All scripts have been tested for python 3 and R 4.3.3 in Ubuntu 22.04.
One step of this analysis requires that the programming language R be installed on the computer
The directory includes the following scripts:
This script takes a PoPoolation/PoPoolation2-style ".sync" file and outputs an R script that can be run as a batch job.
For a help message and some details type
poolFreqDiffTest_QBGLM.py -h
This is a collection of R functions that are needed to run the R script (see below). This file should be kept in the same directory as poolFreqDiffTest_QBGLM.py
This is a function written in R that performs the G-test as described in: Sokal and Rohlf 1969,1981 "Biometry", W.H. Freeman and Company, San Francisco This file should be kept in the same directory as poolFreqDiffTest_QBGLM.py
The directory also includes a short test file which is a standard .sync file as implemented in:
PoPoolation (Kofler et al., 2011 PLoS ONE 6:e15925) and PoPoolation2 (Kofler et al., 2011 Bioinformatics 27:3434 - 3436)
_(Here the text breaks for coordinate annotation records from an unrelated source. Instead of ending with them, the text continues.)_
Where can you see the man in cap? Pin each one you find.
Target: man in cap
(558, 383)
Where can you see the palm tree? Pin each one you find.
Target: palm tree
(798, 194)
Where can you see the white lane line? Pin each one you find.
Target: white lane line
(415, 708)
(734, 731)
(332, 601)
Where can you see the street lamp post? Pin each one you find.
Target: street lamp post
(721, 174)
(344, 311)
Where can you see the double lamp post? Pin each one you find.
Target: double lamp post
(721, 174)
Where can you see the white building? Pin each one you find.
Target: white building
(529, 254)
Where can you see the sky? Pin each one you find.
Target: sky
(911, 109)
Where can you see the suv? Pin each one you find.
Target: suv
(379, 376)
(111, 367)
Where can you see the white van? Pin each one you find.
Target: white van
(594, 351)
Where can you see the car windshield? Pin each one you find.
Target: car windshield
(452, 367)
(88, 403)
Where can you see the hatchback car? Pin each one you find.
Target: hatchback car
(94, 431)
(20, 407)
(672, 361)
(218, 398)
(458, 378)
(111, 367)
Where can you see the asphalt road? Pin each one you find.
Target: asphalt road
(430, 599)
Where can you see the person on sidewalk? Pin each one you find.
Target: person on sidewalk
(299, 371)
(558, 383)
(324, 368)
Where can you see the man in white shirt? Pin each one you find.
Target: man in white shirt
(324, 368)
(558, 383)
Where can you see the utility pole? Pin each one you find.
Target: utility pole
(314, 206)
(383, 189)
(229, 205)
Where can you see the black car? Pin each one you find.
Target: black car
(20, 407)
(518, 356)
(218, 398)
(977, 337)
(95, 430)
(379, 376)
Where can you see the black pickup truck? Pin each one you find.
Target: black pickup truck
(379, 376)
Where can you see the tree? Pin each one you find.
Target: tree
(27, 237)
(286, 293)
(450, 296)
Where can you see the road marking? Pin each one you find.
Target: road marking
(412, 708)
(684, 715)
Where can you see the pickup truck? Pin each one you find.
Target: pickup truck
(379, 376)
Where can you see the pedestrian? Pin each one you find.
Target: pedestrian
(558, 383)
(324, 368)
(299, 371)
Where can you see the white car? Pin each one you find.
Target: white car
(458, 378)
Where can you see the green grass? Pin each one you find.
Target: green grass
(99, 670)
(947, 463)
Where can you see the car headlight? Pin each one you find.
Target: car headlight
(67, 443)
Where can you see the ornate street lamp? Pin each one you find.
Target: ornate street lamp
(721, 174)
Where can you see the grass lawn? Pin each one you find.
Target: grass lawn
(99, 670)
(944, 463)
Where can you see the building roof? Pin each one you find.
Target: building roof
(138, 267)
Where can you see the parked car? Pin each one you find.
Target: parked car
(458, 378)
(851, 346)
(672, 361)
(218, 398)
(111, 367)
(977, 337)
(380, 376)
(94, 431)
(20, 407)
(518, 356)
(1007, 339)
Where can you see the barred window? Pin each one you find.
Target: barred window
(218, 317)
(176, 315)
There are two SNPs in this file (line 2 [2:92271] and line 7 [2:92276]), one of which (line 7 [2:92276]) has a highly significant allele frequency difference between two treatments
To run the analysis, within the directory of scripts simply type:
python ./poolFreqDiffTest_QBGLM.py -filename test.sync -npops 4 -nlevels 2 -n 40 -mincnt 2 -minc 10 -maxc 100 -rescale nr -zeroes 1 > test.rin
This will create an Rscript "test.rin" which can then be run:
Rscript test.rin > test.rout
This will create an output table which includes all the same information as in the original .sync file and an additional column with the treatment effect p-value.